Secret Keepers: The Impact of LLMs on Linguistic Markers of Personal Traits
Zhivar Sourati, Meltem Ozcan, Colin McDaniel, Alireza Ziabari, Nuan Wen, Ala Tak, Fred Morstatter, Morteza Dehghani
TL;DR
This study investigates whether linguistic markers of personal traits remain informative when authors use LLMs as writing aids. Using three modern LLMs (GPT3.5, Llama 2, Gemini) and two prompts, it compares six demographic/psychological attributes across original and LLM-generated texts, employing both data-driven classifiers and theory-driven lexical cues (LIWC, NRC, MFD2). The results show that LLM involvement slightly reduces predictive power, with significant declines being infrequent, though some markers lose reliability and semantic content is variably preserved depending on the LLM and prompt. These findings have important implications for linguistics-based trait inference in the era of widespread LLM-assisted writing, highlighting that methodological choices and model selection can influence the reliability of trait predictions from language. They also raise considerations for privacy and the interpretation of lexical markers when writing assistance tools are pervasive in everyday communication.
Abstract
Prior research has established associations between individuals' language usage and their personal traits; our linguistic patterns reveal information about our personalities, emotional states, and beliefs.
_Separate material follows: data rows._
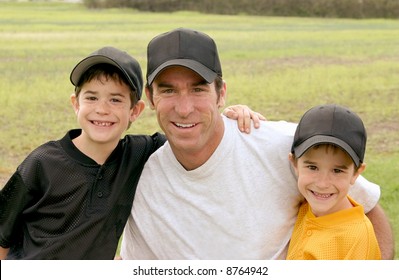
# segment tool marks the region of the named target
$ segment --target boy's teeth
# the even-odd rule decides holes
[[[322,198],[328,198],[328,197],[331,196],[331,194],[322,194],[322,193],[317,193],[317,192],[313,192],[313,194],[315,196],[319,196],[319,197],[322,197]]]
[[[110,126],[111,125],[110,122],[96,122],[96,121],[94,121],[93,123],[95,125],[98,125],[98,126]]]

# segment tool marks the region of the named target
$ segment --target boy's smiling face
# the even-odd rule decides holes
[[[85,83],[78,98],[71,96],[83,143],[117,145],[129,122],[143,109],[143,101],[131,108],[130,94],[131,89],[125,83],[100,76]]]
[[[333,145],[310,148],[293,166],[298,175],[298,189],[316,216],[351,207],[346,196],[365,168],[362,164],[356,170],[352,158]]]

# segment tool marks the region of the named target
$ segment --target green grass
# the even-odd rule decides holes
[[[298,121],[309,107],[330,102],[359,113],[369,134],[365,176],[381,185],[399,259],[397,20],[151,14],[0,2],[0,182],[36,146],[77,126],[69,74],[80,59],[113,45],[135,56],[145,72],[149,40],[180,26],[216,40],[228,104],[247,104],[273,120]],[[156,130],[147,108],[128,132]]]

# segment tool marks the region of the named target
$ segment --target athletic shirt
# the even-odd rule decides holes
[[[303,201],[290,167],[296,125],[262,122],[251,134],[224,119],[202,166],[187,171],[166,143],[147,161],[122,239],[123,259],[285,259]],[[379,187],[363,180],[374,207]],[[358,188],[359,186],[355,187]]]
[[[363,207],[348,196],[353,207],[316,217],[309,203],[299,209],[288,248],[288,260],[380,260],[373,225]]]
[[[8,259],[113,259],[144,163],[165,141],[128,135],[103,165],[79,151],[81,130],[35,149],[0,193]]]

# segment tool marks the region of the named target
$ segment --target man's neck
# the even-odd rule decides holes
[[[213,155],[213,153],[219,147],[220,142],[223,139],[224,130],[225,130],[224,122],[223,119],[220,118],[215,128],[212,142],[199,151],[194,151],[190,149],[182,150],[180,148],[174,147],[171,142],[169,142],[169,144],[177,161],[179,161],[179,163],[186,170],[188,171],[194,170],[203,165],[205,162],[207,162],[209,158]]]

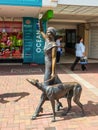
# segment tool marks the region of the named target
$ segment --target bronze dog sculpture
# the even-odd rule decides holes
[[[41,106],[46,100],[50,100],[53,110],[53,120],[55,121],[55,100],[58,102],[58,107],[60,107],[61,104],[59,104],[59,99],[62,97],[67,97],[68,102],[68,109],[66,112],[63,113],[63,115],[66,115],[70,109],[71,109],[71,99],[73,97],[73,101],[81,108],[82,114],[84,115],[84,109],[83,105],[80,103],[80,96],[82,92],[82,87],[77,82],[63,82],[59,84],[53,84],[44,86],[42,83],[39,83],[38,80],[30,80],[27,79],[28,82],[36,86],[38,89],[40,89],[43,93],[41,95],[40,103],[32,117],[32,119],[35,119],[39,112],[41,111]]]

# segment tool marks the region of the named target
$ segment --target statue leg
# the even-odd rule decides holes
[[[62,81],[60,80],[58,75],[56,75],[55,78],[54,78],[54,84],[59,84],[59,83],[62,83]],[[61,107],[63,107],[62,103],[59,100],[56,100],[55,110],[59,111]]]
[[[56,116],[56,113],[55,113],[55,100],[54,99],[51,99],[51,106],[52,106],[52,110],[53,110],[53,119],[52,119],[52,122],[55,122],[55,116]]]
[[[62,113],[62,116],[66,116],[67,113],[71,110],[72,106],[71,106],[71,100],[72,100],[72,96],[73,96],[73,93],[70,93],[67,95],[67,103],[68,103],[68,108],[67,108],[67,111],[66,112],[63,112]]]
[[[59,100],[56,100],[56,102],[57,102],[57,104],[56,104],[55,110],[60,111],[60,108],[63,107],[63,105]]]
[[[44,82],[44,86],[53,85],[53,84],[59,84],[59,83],[62,83],[62,82],[61,82],[60,78],[58,77],[58,75],[55,75],[54,77],[51,77],[50,79],[46,80]],[[59,111],[61,107],[63,107],[62,103],[59,102],[59,100],[56,100],[55,110]]]
[[[80,102],[81,92],[82,92],[82,88],[81,87],[77,87],[75,89],[75,92],[74,92],[74,95],[73,95],[73,101],[81,108],[81,110],[82,110],[82,116],[85,116],[83,105]]]
[[[42,105],[44,104],[44,102],[47,100],[47,96],[45,93],[42,93],[41,97],[40,97],[40,102],[39,105],[36,108],[35,113],[32,116],[32,120],[36,119],[36,117],[38,116],[39,112],[41,112],[43,110]]]

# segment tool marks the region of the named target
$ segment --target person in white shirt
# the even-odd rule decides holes
[[[76,58],[75,58],[74,63],[71,66],[72,71],[74,71],[75,66],[80,61],[80,59],[85,56],[85,45],[83,44],[83,38],[82,37],[78,38],[78,41],[75,45],[75,49],[76,49],[75,50]],[[81,64],[81,69],[82,69],[82,71],[86,70],[85,64]]]
[[[56,62],[59,63],[60,61],[60,56],[61,56],[61,41],[62,41],[62,36],[59,36],[58,39],[56,40],[56,44],[57,44],[57,54],[56,54]]]

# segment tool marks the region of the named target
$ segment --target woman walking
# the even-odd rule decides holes
[[[75,61],[71,66],[71,70],[74,71],[76,65],[78,64],[78,62],[81,60],[81,58],[83,58],[85,56],[85,45],[83,44],[83,38],[79,37],[77,39],[77,43],[75,45]],[[81,64],[81,69],[82,71],[86,70],[86,66],[85,64]]]

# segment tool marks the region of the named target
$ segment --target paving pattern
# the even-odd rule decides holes
[[[80,66],[77,68],[72,72],[70,64],[60,64],[57,65],[57,73],[62,82],[78,81],[82,84],[81,102],[86,115],[82,117],[80,108],[72,102],[70,113],[61,116],[67,108],[67,101],[62,98],[63,108],[57,112],[57,121],[52,123],[49,101],[43,105],[43,113],[36,120],[31,120],[42,92],[29,84],[26,78],[37,78],[42,82],[44,65],[0,66],[0,130],[98,130],[98,96],[85,84],[93,85],[97,91],[98,63],[89,64],[85,72],[80,70]]]

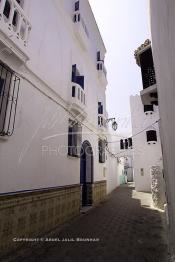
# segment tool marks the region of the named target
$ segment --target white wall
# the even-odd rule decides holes
[[[73,0],[31,0],[25,10],[32,24],[27,47],[30,60],[21,65],[13,55],[0,53],[2,62],[21,76],[14,134],[0,138],[0,193],[80,182],[80,160],[67,156],[72,64],[85,76],[87,127],[83,126],[83,141],[89,140],[93,148],[94,181],[108,178],[103,172],[108,164],[98,162],[97,152],[98,101],[106,111],[106,87],[98,78],[96,52],[104,54],[106,50],[88,2],[80,2],[88,22],[88,50],[75,36]]]
[[[150,10],[153,57],[161,116],[161,139],[163,144],[170,234],[175,251],[175,2],[174,0],[152,0],[150,1]]]
[[[154,112],[152,115],[146,115],[144,113],[143,104],[139,95],[130,97],[130,107],[132,134],[134,136],[133,169],[135,188],[137,191],[150,192],[150,168],[153,165],[162,166],[162,153],[158,123],[151,127],[151,125],[159,119],[158,107],[154,106]],[[158,141],[156,144],[148,145],[146,131],[152,129],[156,130]],[[139,132],[141,133],[138,134]],[[138,135],[135,136],[135,134]],[[141,173],[141,168],[143,168],[143,173]]]

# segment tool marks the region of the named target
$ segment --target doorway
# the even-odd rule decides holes
[[[84,141],[80,154],[81,205],[92,205],[93,151],[89,141]]]

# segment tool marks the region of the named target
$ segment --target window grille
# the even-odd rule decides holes
[[[155,130],[149,130],[146,132],[147,142],[156,142],[157,141],[157,133]]]
[[[144,105],[144,112],[153,112],[154,108],[153,105]]]
[[[149,48],[140,55],[143,88],[156,84],[152,50]]]
[[[0,135],[14,132],[20,78],[0,62]]]
[[[82,142],[82,127],[79,123],[69,120],[68,155],[79,157]]]

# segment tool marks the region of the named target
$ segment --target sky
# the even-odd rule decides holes
[[[107,54],[107,111],[118,134],[131,134],[130,95],[142,89],[134,51],[150,38],[149,0],[89,0]]]

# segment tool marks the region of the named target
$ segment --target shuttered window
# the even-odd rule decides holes
[[[125,149],[128,149],[128,139],[125,139]]]
[[[149,130],[146,132],[147,142],[156,142],[157,141],[157,133],[155,130]]]
[[[75,2],[75,11],[79,11],[80,10],[80,2],[76,1]]]
[[[98,114],[103,114],[103,105],[102,102],[98,102]]]
[[[120,149],[124,149],[123,139],[120,140]]]
[[[105,163],[105,149],[106,149],[105,140],[99,139],[98,149],[99,149],[99,163]]]
[[[144,112],[153,112],[153,105],[144,105]]]
[[[79,123],[69,120],[68,128],[68,155],[79,157],[82,142],[82,127]]]

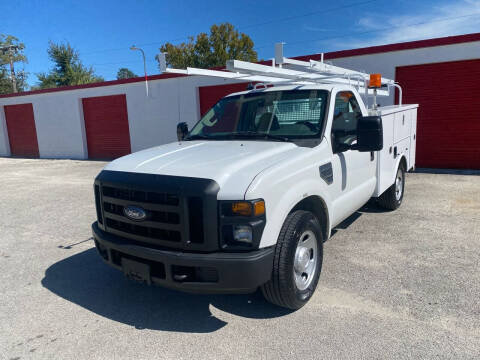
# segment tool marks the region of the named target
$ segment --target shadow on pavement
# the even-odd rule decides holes
[[[359,217],[361,217],[365,213],[384,213],[389,212],[390,210],[385,210],[380,207],[375,199],[369,200],[365,205],[363,205],[360,209],[355,211],[352,215],[348,218],[343,220],[340,224],[335,226],[332,229],[332,234],[330,238],[332,238],[339,230],[346,230],[350,225],[352,225]]]
[[[104,264],[95,248],[50,266],[42,285],[58,296],[98,315],[137,329],[208,333],[227,323],[214,307],[247,318],[274,318],[291,311],[249,295],[195,295],[134,283]]]
[[[477,175],[480,176],[479,169],[430,169],[416,168],[415,173],[418,174],[445,174],[445,175]]]

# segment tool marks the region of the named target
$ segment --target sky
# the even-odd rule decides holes
[[[48,72],[48,42],[69,42],[82,62],[106,80],[119,68],[159,72],[155,55],[162,43],[174,44],[207,32],[212,24],[232,23],[255,43],[259,59],[274,55],[284,42],[285,56],[480,32],[480,0],[16,0],[0,1],[0,33],[18,37],[29,73]]]

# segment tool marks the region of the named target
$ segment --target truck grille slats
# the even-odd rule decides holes
[[[117,230],[114,231],[114,233],[117,234],[123,232],[127,234],[137,235],[137,237],[142,238],[140,240],[146,242],[151,242],[150,239],[174,242],[179,242],[181,240],[179,231],[169,231],[165,229],[151,228],[143,225],[134,225],[111,218],[107,218],[107,227]]]
[[[136,200],[123,200],[123,199],[117,199],[117,198],[113,198],[105,195],[103,196],[103,201],[109,202],[111,204],[124,205],[124,206],[135,204],[145,209],[148,208],[149,210],[178,211],[178,206],[155,204],[155,203],[141,202]]]
[[[105,212],[105,218],[121,221],[131,225],[141,225],[144,227],[155,228],[155,229],[172,230],[178,233],[182,231],[181,224],[168,224],[168,223],[160,223],[160,222],[149,221],[149,220],[138,222],[138,221],[130,220],[123,215],[112,214],[109,212]]]
[[[173,206],[178,206],[180,202],[178,196],[167,193],[114,188],[111,186],[103,186],[102,191],[104,196],[135,202],[148,202],[152,204],[164,204]]]
[[[124,216],[123,214],[123,205],[112,204],[107,201],[103,202],[103,211],[110,214],[116,214]],[[165,211],[149,211],[149,220],[152,222],[159,222],[164,224],[180,224],[180,215],[175,212],[165,212]],[[131,221],[131,220],[130,220]]]

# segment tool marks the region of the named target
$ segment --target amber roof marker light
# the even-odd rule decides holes
[[[370,74],[370,81],[368,83],[370,88],[382,87],[382,74]]]

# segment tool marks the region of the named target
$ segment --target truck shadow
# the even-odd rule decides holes
[[[137,329],[208,333],[224,327],[223,319],[229,314],[260,319],[291,312],[267,303],[258,292],[195,295],[136,284],[105,265],[95,248],[51,265],[42,285],[89,311]],[[210,305],[229,314],[220,319],[211,313]]]
[[[416,168],[414,173],[417,173],[417,174],[436,174],[436,175],[476,175],[476,176],[480,176],[480,170],[479,169]]]
[[[346,230],[350,225],[352,225],[355,221],[357,221],[358,218],[360,218],[363,214],[367,213],[383,213],[383,212],[389,212],[390,210],[385,210],[381,208],[377,201],[375,199],[371,199],[368,201],[365,205],[363,205],[360,209],[355,211],[352,215],[350,215],[348,218],[343,220],[340,224],[335,226],[332,229],[332,234],[330,236],[330,239],[339,231],[339,230]],[[328,241],[329,239],[327,239]]]

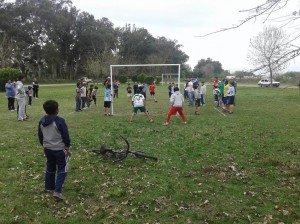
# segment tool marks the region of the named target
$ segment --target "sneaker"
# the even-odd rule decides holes
[[[57,200],[64,200],[64,197],[62,195],[62,193],[58,193],[58,192],[55,192],[53,193],[53,197],[56,198]]]
[[[149,122],[150,122],[150,123],[152,123],[152,122],[153,122],[153,120],[152,120],[152,119],[150,119],[150,120],[149,120]]]
[[[54,190],[48,190],[48,189],[45,189],[45,193],[53,194],[53,193],[54,193]]]
[[[186,124],[186,121],[185,122],[183,122],[184,124]]]
[[[167,126],[168,124],[169,124],[169,123],[168,123],[168,122],[166,122],[166,123],[164,123],[163,125],[164,125],[164,126]]]

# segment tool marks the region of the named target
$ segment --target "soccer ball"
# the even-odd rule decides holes
[[[157,103],[158,101],[157,101],[157,100],[154,100],[154,102]]]

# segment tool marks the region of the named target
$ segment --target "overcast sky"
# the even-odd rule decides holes
[[[251,37],[263,29],[262,21],[249,22],[242,27],[207,37],[195,37],[220,28],[238,24],[247,16],[239,12],[264,3],[265,0],[72,0],[81,11],[96,19],[108,18],[115,27],[135,24],[145,28],[154,37],[164,36],[177,40],[193,68],[198,60],[212,58],[223,69],[251,69],[247,52]],[[296,2],[296,3],[295,3]],[[293,1],[292,10],[299,9]],[[281,14],[291,13],[286,9]],[[300,59],[290,62],[288,70],[300,71]],[[299,64],[299,66],[298,66]]]

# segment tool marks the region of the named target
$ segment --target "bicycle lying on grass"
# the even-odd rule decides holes
[[[149,156],[147,155],[147,153],[143,152],[143,151],[139,151],[139,150],[134,150],[134,151],[130,151],[130,144],[127,141],[127,139],[125,139],[122,135],[120,135],[120,137],[126,142],[127,148],[123,149],[123,150],[113,150],[110,148],[107,148],[105,145],[101,145],[100,149],[93,149],[92,152],[99,154],[99,155],[103,155],[103,156],[108,156],[110,158],[113,158],[114,162],[119,162],[123,159],[125,159],[128,154],[133,154],[135,157],[139,158],[139,159],[151,159],[154,161],[157,161],[157,158],[154,156]]]

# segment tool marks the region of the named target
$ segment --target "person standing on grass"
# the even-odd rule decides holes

However, with the increasing adoption of Large Language Models (LLMs) as writing assistants in everyday writing, a critical question emerges: are authors' linguistic patterns still predictive of their personal traits when LLMs are involved in the writing process? We investigate the impact of LLMs on the linguistic markers of demographic and psychological traits, specifically examining three LLMs - GPT3.5, Llama 2, and Gemini - across six different traits: gender, age, political affiliation, personality, empathy, and morality. Our findings indicate that although the use of LLMs slightly reduces the predictive power of linguistic patterns over authors' personal traits, the significant changes are infrequent, and the use of LLMs does not fully diminish the predictive power of authors' linguistic patterns over their personal traits. We also note that some theoretically established lexical-based linguistic markers lose their reliability as predictors when LLMs are used in the writing process. Our findings have important implications for the study of linguistic markers of personal traits in the age of LLMs.